The particles 22 may be held within the channel 117 by a perforated
screen 124 at the outlet 119 of the channel and preferably also by
a screen 125 at the inlet end 114 of the channel. The screens 124
and 125 have openings formed therein which are sized to allow fluid
from the reagent supply 111 to pass freely therethrough while
blocking passage of the carrier particles 122 through the openings,
thus holding the particles 122 within the channel without fixing or
attaching the particles to the walls of the channel. The fluid from
the reagent supply flows through the interstices between the
particles 122 so that the flowing fluid is in contact with a large
proportion of the surface area of the particles 122 as the fluid
flows through the conduit. Thus, the total area on which chain
molecules can be formed is many times greater than the interior
surface area of the channel 117, and generally is far greater than
the surface area of the flat substrates conventionally used in DNA
microarrays. The reagent supply 111 may be, for example, a
conventional DNA synthesizer supplied with the requisite
chemicals.
[0090] A plurality of controllable light sources 130 are mounted at
spaced positions along the length of the transparent wall 120 of
the conduit to allow selective illumination of separated sections
of the conduit and of the particles held therein in the separated
sections. Light emitted from the sources 130 may be focused by
lenses 131 before passing through the wall 120 of the conduit to
illuminate separated sections 133 of the particles within the
conduit. Light absorbing or blocking elements 135 may be mounted
between each of the light sources 130 to minimize stray light from
one light source being directed to the region to be illuminated by
an adjacent light source. The light sources 130 may be any
convenient light source, for example, light emitting diodes (LEDs),
which are selectively supplied with power on lines 136 from a
computer controller 137, such that any combination of the light
sources can be turned at a particular point in time. Any other
controllable light source may be utilized, including individual
lamps of any type that can be turned on and off, constantly burning
lamps with mechanical shutters (including movable mirrors as well
as light blocking shutters) or electronic shutters (e.g., liquid
crystal light valves), and fiber optic or other light pipes
transmitting light from single or multiple sources, etc. The
controller 137 is also connected to controllable valves 140 and 141
which are connected to an output line 138 which receives the fluid
from the outlet end 119 of the conduit. The controller 137 can
control the valves 140 and 141 to either discharge the reagents
that have been passed through the conduit onto a waste (collection)

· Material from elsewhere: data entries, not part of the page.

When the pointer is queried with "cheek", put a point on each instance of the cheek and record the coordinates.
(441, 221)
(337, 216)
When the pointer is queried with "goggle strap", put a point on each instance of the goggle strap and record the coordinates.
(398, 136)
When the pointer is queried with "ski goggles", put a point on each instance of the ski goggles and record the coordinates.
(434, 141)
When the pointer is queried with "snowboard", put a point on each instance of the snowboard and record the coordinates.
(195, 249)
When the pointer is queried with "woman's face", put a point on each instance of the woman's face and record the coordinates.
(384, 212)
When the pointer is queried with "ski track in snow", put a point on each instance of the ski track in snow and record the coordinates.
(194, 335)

line 143, or to direct oligomers which have been released from the
conduit onto a discharge line 145 which can be directed to further
processing equipment or to readers, etc.
[0091] In operation, the reagent supply initially provides fluid
flowing through the conduit that creates a photodeprotective group
covering the surfaces of the carrier particles 122. The flow of
reagent is then stopped and the controller 137 turns on a selected
combination of the light sources 130 (typically at ultraviolet (UV)

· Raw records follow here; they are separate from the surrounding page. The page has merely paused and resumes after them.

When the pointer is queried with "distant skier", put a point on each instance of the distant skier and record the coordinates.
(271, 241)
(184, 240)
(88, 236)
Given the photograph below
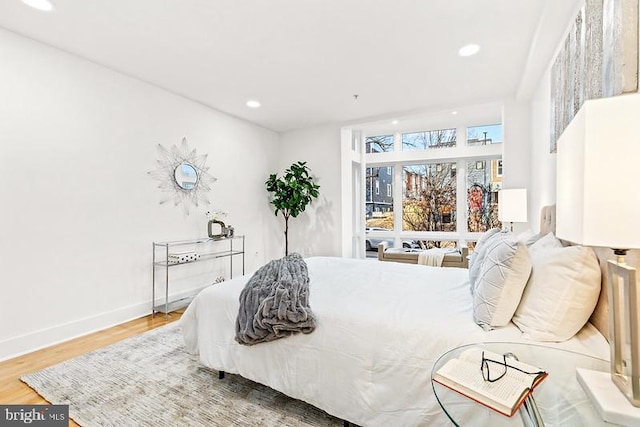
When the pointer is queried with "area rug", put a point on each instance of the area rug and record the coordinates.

wavelengths) to illuminate selected ones of the separated sections
133 of the packed particles within the conduit. In a conventional
manner, the light emitted from each active source 130 renders the
photodeprotective group susceptible to removal by a reagent which
is passed through the conduit by the reagent supply 111, following
which the reagent supply can be controlled to provide a desired
molecular element, such as a nucleotide base (A,G,T,C) which will
bind to the surfaces of the carrier particles from which the
photodeprotective group has been removed. Thereafter, the reagent
supply can then provide further photodeprotective group material
through the conduit to protect all bases, followed by activation
and illumination from selected sources 130 to allow removal of the
photodeprotective group from the particles in selected sections of
the conduit. After removal of the susceptible photodeprotective
material, the reagent supply 111 can then provide another base
material that is flowed through the conduit to attach to existing
bases on the carrier particles which have been exposed. The process
as described above can be repeated multiple times until a
sufficient size of chain molecule is created. Each of the light
sources 130 can separately illuminate one of the separated sections
of packed particles, allowing different sequences of, e.g.,
nucleotides within the oligomers formed at each of the separated
sections.
[0092] Although it is preferable that the controller 137 be an
automated controller, for example, under computer control, with the
desired sequence of reagents and activated light sources 130
programmed into the controller, it is also apparent and understood
that the reagent supply 11 and the light sources 130 can be
controlled manually and by analog or digital control equipment
which does not require the use of a computer.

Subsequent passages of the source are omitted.